Cache-Aware and GPU-Accelerated Sparse Matrix-Vector Multiplication (SpMV)

End-to-end SpMV optimization spanning CPU (cache-tiled, AVX2 + software prefetching) and GPU (CUDA) implementations, benchmarked on Northeastern's Explorer cluster against synthetic matrices and four real-world matrices from the SuiteSparse Matrix Collection.

Headline result

Hand-written CUDA vector kernel beats NVIDIA's cuSPARSE library by 24-56 percent on regular real-world matrices and reaches 98-110 percent of A100 HBM2 peak bandwidth. GPU is 8-273x faster than the best CPU implementation depending on matrix size.

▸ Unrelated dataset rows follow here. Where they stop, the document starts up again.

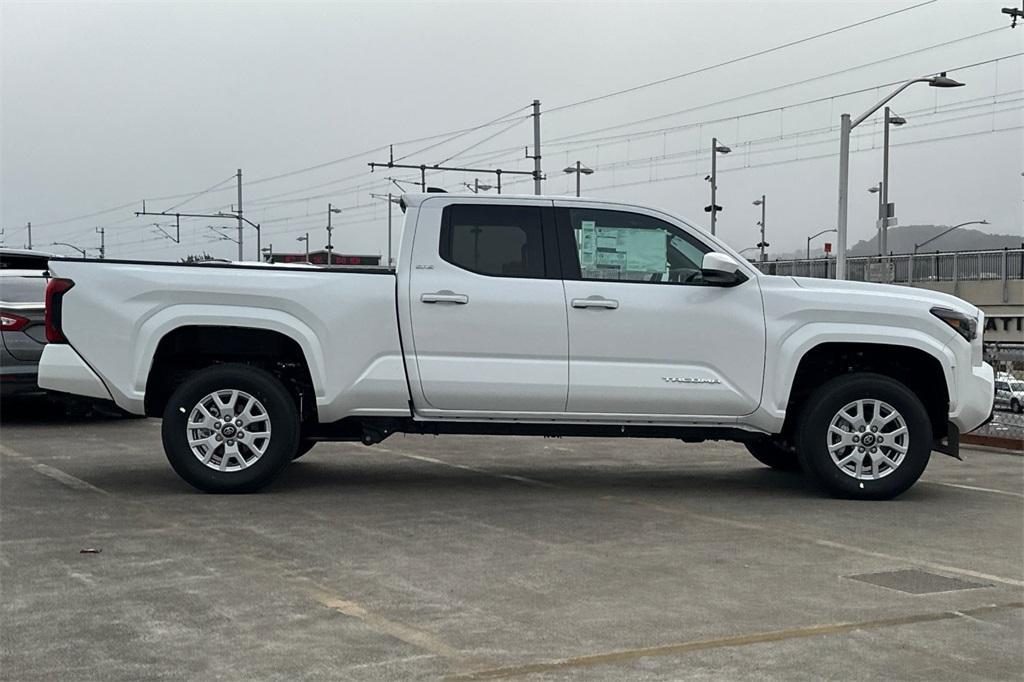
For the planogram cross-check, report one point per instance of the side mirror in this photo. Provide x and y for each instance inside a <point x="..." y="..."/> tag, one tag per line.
<point x="721" y="269"/>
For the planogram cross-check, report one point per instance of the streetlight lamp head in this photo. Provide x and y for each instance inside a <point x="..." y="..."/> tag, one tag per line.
<point x="942" y="81"/>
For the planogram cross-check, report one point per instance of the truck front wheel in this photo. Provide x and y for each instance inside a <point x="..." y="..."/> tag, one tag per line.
<point x="230" y="428"/>
<point x="864" y="436"/>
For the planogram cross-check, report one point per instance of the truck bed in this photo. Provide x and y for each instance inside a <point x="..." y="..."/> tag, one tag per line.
<point x="119" y="310"/>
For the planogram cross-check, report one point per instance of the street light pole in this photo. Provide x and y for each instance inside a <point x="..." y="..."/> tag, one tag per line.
<point x="763" y="203"/>
<point x="716" y="150"/>
<point x="946" y="231"/>
<point x="579" y="169"/>
<point x="823" y="231"/>
<point x="890" y="120"/>
<point x="877" y="189"/>
<point x="846" y="125"/>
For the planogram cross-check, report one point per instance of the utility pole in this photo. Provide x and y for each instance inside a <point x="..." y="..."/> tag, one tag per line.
<point x="391" y="199"/>
<point x="537" y="146"/>
<point x="331" y="210"/>
<point x="241" y="255"/>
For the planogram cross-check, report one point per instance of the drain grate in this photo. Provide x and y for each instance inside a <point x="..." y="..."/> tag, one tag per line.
<point x="916" y="582"/>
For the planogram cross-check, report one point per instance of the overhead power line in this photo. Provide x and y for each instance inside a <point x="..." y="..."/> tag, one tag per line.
<point x="200" y="194"/>
<point x="751" y="55"/>
<point x="567" y="139"/>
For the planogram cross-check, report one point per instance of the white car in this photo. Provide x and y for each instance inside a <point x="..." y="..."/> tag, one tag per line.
<point x="1010" y="394"/>
<point x="524" y="315"/>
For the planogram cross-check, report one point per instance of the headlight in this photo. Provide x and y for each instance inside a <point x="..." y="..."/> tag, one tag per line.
<point x="965" y="326"/>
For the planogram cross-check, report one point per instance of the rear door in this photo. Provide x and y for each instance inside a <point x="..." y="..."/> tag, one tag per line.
<point x="487" y="307"/>
<point x="647" y="336"/>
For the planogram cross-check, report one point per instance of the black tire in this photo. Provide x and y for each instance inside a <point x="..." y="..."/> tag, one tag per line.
<point x="263" y="386"/>
<point x="827" y="400"/>
<point x="305" y="444"/>
<point x="774" y="454"/>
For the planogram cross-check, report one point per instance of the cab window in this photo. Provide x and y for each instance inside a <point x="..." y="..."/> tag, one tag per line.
<point x="633" y="247"/>
<point x="499" y="241"/>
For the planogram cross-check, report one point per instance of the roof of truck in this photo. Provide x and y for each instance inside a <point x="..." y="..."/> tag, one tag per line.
<point x="415" y="199"/>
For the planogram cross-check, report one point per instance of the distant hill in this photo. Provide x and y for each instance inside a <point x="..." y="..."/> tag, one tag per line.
<point x="902" y="239"/>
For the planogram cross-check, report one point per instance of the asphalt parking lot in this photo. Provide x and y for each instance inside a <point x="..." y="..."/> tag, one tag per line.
<point x="498" y="558"/>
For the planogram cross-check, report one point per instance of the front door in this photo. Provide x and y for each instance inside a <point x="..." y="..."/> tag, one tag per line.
<point x="647" y="336"/>
<point x="487" y="308"/>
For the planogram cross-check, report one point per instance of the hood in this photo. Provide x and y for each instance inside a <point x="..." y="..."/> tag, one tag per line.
<point x="899" y="292"/>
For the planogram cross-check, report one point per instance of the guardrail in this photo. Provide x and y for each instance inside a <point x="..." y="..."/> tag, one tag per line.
<point x="907" y="268"/>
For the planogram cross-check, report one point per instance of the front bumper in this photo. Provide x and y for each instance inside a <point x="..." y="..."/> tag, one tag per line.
<point x="975" y="394"/>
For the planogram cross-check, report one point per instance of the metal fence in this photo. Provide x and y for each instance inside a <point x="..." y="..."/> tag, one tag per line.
<point x="909" y="268"/>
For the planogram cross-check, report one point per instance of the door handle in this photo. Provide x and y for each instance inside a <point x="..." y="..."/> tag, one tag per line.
<point x="595" y="302"/>
<point x="444" y="296"/>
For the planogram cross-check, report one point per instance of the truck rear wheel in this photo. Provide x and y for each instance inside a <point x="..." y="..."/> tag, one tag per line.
<point x="864" y="436"/>
<point x="774" y="454"/>
<point x="230" y="428"/>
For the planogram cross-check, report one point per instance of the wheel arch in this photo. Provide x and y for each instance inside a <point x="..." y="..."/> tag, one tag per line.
<point x="926" y="371"/>
<point x="183" y="348"/>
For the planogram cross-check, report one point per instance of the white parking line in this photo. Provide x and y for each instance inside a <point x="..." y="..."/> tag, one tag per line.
<point x="431" y="460"/>
<point x="978" y="488"/>
<point x="52" y="472"/>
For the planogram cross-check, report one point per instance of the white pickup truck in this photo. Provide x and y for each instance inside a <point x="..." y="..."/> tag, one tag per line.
<point x="525" y="315"/>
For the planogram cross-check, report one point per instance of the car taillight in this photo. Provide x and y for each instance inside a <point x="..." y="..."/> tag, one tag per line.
<point x="54" y="301"/>
<point x="11" y="323"/>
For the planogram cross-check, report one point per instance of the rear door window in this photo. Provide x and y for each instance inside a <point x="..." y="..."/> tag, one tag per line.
<point x="498" y="241"/>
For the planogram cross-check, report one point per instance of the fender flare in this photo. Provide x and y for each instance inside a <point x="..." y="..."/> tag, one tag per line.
<point x="156" y="328"/>
<point x="779" y="379"/>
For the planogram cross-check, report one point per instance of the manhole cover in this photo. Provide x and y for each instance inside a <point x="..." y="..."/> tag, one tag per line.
<point x="916" y="582"/>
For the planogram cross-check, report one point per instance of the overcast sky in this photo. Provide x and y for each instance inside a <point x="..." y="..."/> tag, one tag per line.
<point x="105" y="104"/>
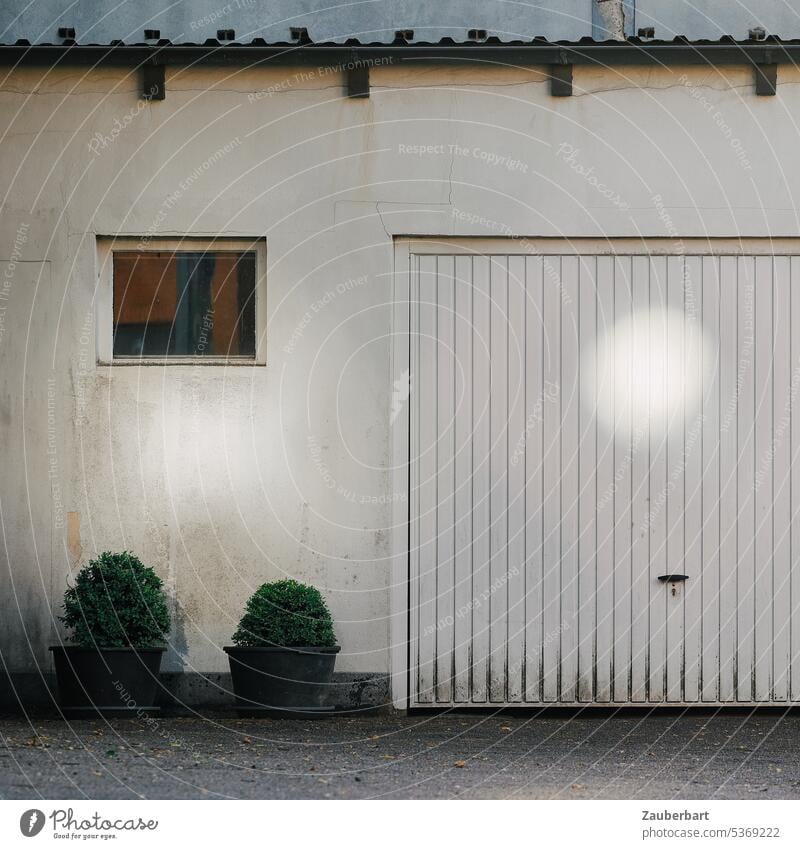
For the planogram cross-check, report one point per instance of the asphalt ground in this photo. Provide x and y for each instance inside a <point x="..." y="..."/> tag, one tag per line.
<point x="622" y="755"/>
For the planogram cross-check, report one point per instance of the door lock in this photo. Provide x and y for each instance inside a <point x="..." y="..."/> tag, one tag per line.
<point x="674" y="580"/>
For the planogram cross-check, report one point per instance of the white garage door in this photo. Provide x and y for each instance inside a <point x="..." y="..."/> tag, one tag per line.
<point x="582" y="426"/>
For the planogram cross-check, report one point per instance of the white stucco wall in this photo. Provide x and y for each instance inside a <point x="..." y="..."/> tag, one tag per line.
<point x="223" y="478"/>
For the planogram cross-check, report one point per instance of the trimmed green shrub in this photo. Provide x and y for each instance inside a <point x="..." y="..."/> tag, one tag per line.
<point x="116" y="602"/>
<point x="285" y="613"/>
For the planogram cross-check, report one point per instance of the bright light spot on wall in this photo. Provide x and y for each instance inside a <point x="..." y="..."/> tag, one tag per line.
<point x="649" y="371"/>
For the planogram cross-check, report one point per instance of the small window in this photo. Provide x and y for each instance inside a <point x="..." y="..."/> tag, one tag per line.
<point x="194" y="304"/>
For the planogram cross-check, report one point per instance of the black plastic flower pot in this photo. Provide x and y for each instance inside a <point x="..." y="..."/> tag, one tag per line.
<point x="107" y="681"/>
<point x="288" y="682"/>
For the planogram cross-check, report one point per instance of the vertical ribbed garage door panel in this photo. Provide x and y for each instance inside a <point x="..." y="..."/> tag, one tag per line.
<point x="547" y="494"/>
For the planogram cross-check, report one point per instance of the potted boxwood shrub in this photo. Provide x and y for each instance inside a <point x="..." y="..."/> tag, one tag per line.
<point x="118" y="615"/>
<point x="284" y="653"/>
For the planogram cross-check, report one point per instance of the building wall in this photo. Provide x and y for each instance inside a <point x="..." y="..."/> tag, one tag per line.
<point x="223" y="478"/>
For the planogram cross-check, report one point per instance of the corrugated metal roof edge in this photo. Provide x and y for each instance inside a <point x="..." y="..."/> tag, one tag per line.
<point x="492" y="41"/>
<point x="726" y="50"/>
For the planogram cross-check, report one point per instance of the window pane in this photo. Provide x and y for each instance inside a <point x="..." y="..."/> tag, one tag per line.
<point x="184" y="304"/>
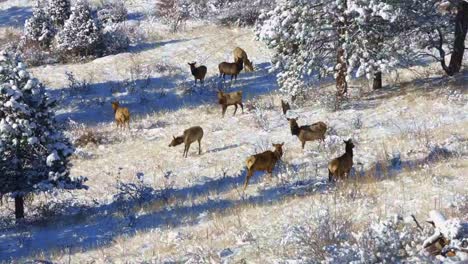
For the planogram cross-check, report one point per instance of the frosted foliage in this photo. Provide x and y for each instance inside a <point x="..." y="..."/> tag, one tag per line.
<point x="80" y="34"/>
<point x="307" y="35"/>
<point x="59" y="11"/>
<point x="33" y="151"/>
<point x="39" y="28"/>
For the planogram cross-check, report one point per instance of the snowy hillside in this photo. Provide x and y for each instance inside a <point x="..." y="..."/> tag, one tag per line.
<point x="148" y="204"/>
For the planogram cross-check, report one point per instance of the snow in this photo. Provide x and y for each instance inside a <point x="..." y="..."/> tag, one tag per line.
<point x="147" y="203"/>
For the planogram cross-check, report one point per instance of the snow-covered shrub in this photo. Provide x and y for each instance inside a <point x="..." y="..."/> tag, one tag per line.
<point x="241" y="12"/>
<point x="112" y="12"/>
<point x="59" y="11"/>
<point x="38" y="29"/>
<point x="314" y="39"/>
<point x="173" y="12"/>
<point x="75" y="86"/>
<point x="115" y="39"/>
<point x="80" y="34"/>
<point x="34" y="153"/>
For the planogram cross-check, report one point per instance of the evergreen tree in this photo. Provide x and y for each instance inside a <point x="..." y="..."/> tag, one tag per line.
<point x="80" y="34"/>
<point x="34" y="153"/>
<point x="316" y="38"/>
<point x="39" y="29"/>
<point x="59" y="11"/>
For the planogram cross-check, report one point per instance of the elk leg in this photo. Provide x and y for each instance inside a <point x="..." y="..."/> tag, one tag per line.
<point x="247" y="178"/>
<point x="224" y="109"/>
<point x="199" y="147"/>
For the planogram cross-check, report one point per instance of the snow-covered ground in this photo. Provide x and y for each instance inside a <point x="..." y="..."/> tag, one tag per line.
<point x="147" y="203"/>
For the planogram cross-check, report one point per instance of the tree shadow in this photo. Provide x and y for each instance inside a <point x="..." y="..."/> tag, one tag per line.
<point x="14" y="16"/>
<point x="98" y="227"/>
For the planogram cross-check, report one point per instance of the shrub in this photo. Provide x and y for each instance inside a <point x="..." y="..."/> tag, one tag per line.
<point x="59" y="11"/>
<point x="112" y="12"/>
<point x="115" y="39"/>
<point x="80" y="34"/>
<point x="38" y="29"/>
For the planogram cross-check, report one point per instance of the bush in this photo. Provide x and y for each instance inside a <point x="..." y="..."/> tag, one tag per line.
<point x="80" y="34"/>
<point x="38" y="29"/>
<point x="112" y="12"/>
<point x="115" y="39"/>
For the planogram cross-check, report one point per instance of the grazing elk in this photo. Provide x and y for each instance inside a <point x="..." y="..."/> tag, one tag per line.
<point x="227" y="99"/>
<point x="285" y="106"/>
<point x="316" y="131"/>
<point x="341" y="166"/>
<point x="240" y="54"/>
<point x="122" y="115"/>
<point x="198" y="72"/>
<point x="264" y="161"/>
<point x="190" y="135"/>
<point x="230" y="68"/>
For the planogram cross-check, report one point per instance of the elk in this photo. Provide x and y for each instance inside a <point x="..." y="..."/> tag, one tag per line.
<point x="240" y="54"/>
<point x="285" y="106"/>
<point x="190" y="135"/>
<point x="122" y="115"/>
<point x="230" y="68"/>
<point x="227" y="99"/>
<point x="264" y="161"/>
<point x="341" y="166"/>
<point x="316" y="131"/>
<point x="198" y="72"/>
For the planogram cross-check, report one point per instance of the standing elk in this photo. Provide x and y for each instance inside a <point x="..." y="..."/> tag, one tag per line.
<point x="240" y="54"/>
<point x="341" y="166"/>
<point x="190" y="135"/>
<point x="198" y="72"/>
<point x="122" y="115"/>
<point x="264" y="161"/>
<point x="306" y="133"/>
<point x="285" y="106"/>
<point x="227" y="99"/>
<point x="230" y="68"/>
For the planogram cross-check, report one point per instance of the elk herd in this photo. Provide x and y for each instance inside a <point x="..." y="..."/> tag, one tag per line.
<point x="338" y="168"/>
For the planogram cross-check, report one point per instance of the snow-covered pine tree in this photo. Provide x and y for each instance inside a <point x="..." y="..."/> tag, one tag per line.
<point x="34" y="153"/>
<point x="433" y="25"/>
<point x="80" y="34"/>
<point x="38" y="29"/>
<point x="59" y="11"/>
<point x="315" y="38"/>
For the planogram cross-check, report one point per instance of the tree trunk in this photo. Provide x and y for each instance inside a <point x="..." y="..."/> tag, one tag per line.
<point x="19" y="207"/>
<point x="461" y="28"/>
<point x="341" y="83"/>
<point x="377" y="83"/>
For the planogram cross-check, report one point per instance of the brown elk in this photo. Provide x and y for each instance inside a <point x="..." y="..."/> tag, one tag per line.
<point x="306" y="133"/>
<point x="198" y="72"/>
<point x="264" y="161"/>
<point x="240" y="54"/>
<point x="190" y="135"/>
<point x="122" y="115"/>
<point x="341" y="166"/>
<point x="230" y="68"/>
<point x="285" y="106"/>
<point x="227" y="99"/>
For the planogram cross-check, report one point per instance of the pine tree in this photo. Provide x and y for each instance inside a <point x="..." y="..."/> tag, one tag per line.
<point x="80" y="34"/>
<point x="39" y="29"/>
<point x="34" y="153"/>
<point x="59" y="11"/>
<point x="316" y="38"/>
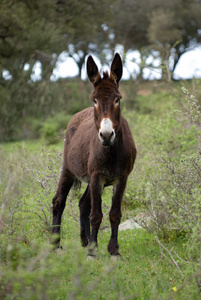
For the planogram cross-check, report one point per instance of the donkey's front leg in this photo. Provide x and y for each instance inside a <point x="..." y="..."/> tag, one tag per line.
<point x="96" y="188"/>
<point x="115" y="215"/>
<point x="58" y="203"/>
<point x="85" y="208"/>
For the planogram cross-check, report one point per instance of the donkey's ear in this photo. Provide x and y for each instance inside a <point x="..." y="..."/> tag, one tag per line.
<point x="116" y="69"/>
<point x="92" y="71"/>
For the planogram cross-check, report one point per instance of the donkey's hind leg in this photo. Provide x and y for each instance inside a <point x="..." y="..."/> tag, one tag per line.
<point x="59" y="202"/>
<point x="85" y="208"/>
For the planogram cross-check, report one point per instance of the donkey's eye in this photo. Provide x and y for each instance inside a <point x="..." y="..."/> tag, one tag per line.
<point x="117" y="101"/>
<point x="94" y="101"/>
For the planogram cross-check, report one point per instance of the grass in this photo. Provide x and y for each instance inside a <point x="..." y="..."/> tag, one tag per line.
<point x="149" y="268"/>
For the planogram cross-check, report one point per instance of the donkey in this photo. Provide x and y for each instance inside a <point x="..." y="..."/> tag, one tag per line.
<point x="99" y="150"/>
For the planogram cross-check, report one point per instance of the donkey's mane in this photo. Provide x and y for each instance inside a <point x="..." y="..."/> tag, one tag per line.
<point x="105" y="75"/>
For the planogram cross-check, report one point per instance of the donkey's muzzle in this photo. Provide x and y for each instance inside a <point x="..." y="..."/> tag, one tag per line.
<point x="106" y="132"/>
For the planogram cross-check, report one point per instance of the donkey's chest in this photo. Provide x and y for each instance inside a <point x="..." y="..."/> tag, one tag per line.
<point x="106" y="164"/>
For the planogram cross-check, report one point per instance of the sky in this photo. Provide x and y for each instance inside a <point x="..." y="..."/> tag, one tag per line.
<point x="189" y="66"/>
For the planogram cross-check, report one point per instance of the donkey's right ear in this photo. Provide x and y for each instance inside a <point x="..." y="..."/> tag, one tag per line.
<point x="92" y="71"/>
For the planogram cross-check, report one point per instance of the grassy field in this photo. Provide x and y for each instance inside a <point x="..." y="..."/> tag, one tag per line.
<point x="159" y="261"/>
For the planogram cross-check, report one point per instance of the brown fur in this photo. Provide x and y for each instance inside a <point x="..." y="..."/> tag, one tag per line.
<point x="87" y="159"/>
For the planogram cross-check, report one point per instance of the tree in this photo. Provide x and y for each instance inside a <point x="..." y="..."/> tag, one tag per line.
<point x="83" y="25"/>
<point x="159" y="25"/>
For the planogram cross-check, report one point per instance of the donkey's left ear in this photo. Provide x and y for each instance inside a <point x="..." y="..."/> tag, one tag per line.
<point x="116" y="69"/>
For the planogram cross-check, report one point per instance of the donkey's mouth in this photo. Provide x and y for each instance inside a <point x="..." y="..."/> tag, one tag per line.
<point x="106" y="143"/>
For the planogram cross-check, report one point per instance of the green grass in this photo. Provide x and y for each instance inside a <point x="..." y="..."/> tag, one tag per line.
<point x="150" y="267"/>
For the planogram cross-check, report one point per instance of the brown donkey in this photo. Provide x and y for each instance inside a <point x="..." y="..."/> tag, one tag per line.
<point x="99" y="150"/>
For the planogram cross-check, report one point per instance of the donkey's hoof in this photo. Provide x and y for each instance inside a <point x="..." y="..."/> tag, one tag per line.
<point x="91" y="257"/>
<point x="58" y="250"/>
<point x="115" y="257"/>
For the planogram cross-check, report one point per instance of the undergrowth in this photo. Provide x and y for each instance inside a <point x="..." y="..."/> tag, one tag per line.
<point x="159" y="261"/>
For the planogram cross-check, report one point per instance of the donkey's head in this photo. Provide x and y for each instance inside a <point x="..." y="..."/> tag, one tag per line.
<point x="106" y="98"/>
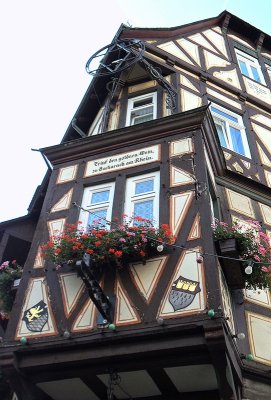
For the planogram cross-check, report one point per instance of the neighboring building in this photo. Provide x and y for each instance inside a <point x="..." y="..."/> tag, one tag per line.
<point x="184" y="112"/>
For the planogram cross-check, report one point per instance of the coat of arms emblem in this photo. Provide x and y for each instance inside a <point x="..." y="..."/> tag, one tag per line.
<point x="183" y="292"/>
<point x="36" y="317"/>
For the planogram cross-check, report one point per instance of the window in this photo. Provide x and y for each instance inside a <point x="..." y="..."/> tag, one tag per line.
<point x="231" y="130"/>
<point x="268" y="67"/>
<point x="98" y="200"/>
<point x="142" y="197"/>
<point x="141" y="109"/>
<point x="95" y="128"/>
<point x="250" y="66"/>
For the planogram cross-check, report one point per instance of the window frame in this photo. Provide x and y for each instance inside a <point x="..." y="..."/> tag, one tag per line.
<point x="131" y="108"/>
<point x="95" y="126"/>
<point x="268" y="69"/>
<point x="87" y="205"/>
<point x="131" y="198"/>
<point x="250" y="61"/>
<point x="239" y="125"/>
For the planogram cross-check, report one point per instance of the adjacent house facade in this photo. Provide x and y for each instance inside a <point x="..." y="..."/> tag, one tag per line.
<point x="175" y="127"/>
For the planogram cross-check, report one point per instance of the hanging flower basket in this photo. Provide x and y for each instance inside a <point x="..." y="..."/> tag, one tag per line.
<point x="231" y="264"/>
<point x="244" y="253"/>
<point x="121" y="244"/>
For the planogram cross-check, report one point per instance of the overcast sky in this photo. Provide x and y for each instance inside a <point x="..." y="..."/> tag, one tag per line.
<point x="44" y="49"/>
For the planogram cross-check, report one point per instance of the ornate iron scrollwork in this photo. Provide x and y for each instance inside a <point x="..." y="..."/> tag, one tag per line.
<point x="95" y="291"/>
<point x="122" y="54"/>
<point x="171" y="92"/>
<point x="115" y="57"/>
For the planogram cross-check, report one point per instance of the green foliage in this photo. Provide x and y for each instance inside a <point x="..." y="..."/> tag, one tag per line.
<point x="118" y="245"/>
<point x="254" y="248"/>
<point x="9" y="272"/>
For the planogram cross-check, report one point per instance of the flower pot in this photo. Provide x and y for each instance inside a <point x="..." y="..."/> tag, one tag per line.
<point x="232" y="267"/>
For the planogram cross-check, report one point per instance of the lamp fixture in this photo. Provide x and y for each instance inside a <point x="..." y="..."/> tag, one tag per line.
<point x="160" y="248"/>
<point x="249" y="267"/>
<point x="240" y="336"/>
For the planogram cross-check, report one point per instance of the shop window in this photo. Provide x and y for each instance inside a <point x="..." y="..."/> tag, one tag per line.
<point x="249" y="66"/>
<point x="231" y="130"/>
<point x="142" y="197"/>
<point x="141" y="109"/>
<point x="97" y="201"/>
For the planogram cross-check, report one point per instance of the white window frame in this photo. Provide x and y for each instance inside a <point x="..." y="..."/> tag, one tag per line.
<point x="131" y="108"/>
<point x="131" y="198"/>
<point x="250" y="62"/>
<point x="268" y="68"/>
<point x="227" y="123"/>
<point x="86" y="203"/>
<point x="95" y="126"/>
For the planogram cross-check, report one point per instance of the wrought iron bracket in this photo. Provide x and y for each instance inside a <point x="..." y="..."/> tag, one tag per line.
<point x="171" y="92"/>
<point x="100" y="300"/>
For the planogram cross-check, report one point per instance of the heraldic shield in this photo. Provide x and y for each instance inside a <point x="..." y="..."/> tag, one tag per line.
<point x="36" y="317"/>
<point x="183" y="292"/>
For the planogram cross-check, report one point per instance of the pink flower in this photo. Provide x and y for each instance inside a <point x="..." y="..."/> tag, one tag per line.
<point x="261" y="250"/>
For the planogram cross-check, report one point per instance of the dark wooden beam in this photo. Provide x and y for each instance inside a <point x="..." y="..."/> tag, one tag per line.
<point x="163" y="382"/>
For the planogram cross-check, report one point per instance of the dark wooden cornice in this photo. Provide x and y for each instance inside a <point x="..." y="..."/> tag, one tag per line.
<point x="166" y="33"/>
<point x="128" y="136"/>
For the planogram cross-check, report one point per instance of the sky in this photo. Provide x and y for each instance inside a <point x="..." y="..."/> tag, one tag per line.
<point x="45" y="45"/>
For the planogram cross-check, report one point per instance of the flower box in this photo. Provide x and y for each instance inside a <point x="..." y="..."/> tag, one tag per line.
<point x="231" y="266"/>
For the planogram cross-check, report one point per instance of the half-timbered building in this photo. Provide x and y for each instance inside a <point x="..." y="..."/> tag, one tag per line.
<point x="175" y="126"/>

GPU bandwidth on SuiteSparse matrices (A100, peak 1555 GB/s)

Matrix	rows	nnz	vector kernel	cuSPARSE	vector vs cuSPARSE
cant	62K	4.0M	1531 GB/s	1172 GB/s	+30.6%
consph	83K	6.0M	1557 GB/s	1252 GB/s	+24.4%
pdb1HYS	36K	4.3M	1718 GB/s	1102 GB/s	+55.8%
webbase-1M	1.0M	3.1M	203 GB/s	847 GB/s	cuSPARSE wins

On highly irregular web-graph matrices (max nnz/row >> avg), the kernel selector correctly skips ELL and cuSPARSE's adaptive scheduling wins.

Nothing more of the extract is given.